私は寺に生まれ、仏教の畑の中で育ちましたから、仏教の教えとお道の関係についても大変な疑問を持っておりました。
その疑問というのは、観音弥勒同体説や、仏滅の世が来て観世音菩薩が最高神として出現し、救世主のお力をお揮いになるという点でした。そこで入信に当たっても、私の恩師である教会長先生に対し、その点ご無礼を通り越すほど、いろいろ失礼な質問をしておりましたが、どうしても解決がつかなくて悩んでおりました。
ちょうど、そんな時(終戦直前)教会長先生が明主様の所へ御面会に行かれましたところ、その席上いろいろなお話が出た後で、明主様は先生に対し『悲華経(ひけきょう)というお経を読んでみなさい』とおっしゃったそうです。そして『お釈迦さんは、われ七十二才にして見真実にはいった。見真実にはいってみたならば、いままでこの世を治めておった阿弥陀如来は引退なさって、それまで菩薩の位にあった観世音菩薩が「変出一切光明功徳山王如来というお名前のもとに、これからの世をお救いになる、つまり皇太子の位から帝王の位になられる。これがすなわち世の移り変わりである』という意味のお話があったそうです。
当時、明主様が光明如来様のお働きとしての御神業をなされていたことも、また長年の私の心の疑いも、このお言葉によって晴らしていただくことが出来ました。

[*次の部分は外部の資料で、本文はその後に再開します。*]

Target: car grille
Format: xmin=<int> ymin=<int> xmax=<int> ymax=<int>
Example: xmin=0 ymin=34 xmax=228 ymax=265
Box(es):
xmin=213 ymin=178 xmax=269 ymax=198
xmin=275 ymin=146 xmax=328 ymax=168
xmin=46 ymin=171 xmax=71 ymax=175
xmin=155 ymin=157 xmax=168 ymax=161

それにしても、私の名前はもちろん、どこにどうしておる青年やらご存じないはずの明主様が、まるで私の心の疑いの、その一番の急所をお見抜きになって、たったひと言、『悲華経を読みなさい』とおっしゃったことに対し、当時、非常な感銘をおぼえました。
遠く幾百里離れておっても人の心を洞察され、たったひと言でご解決下さる。正に神人合一のご境地、いかにご霊格の高いお方かと、つくづく感激しました。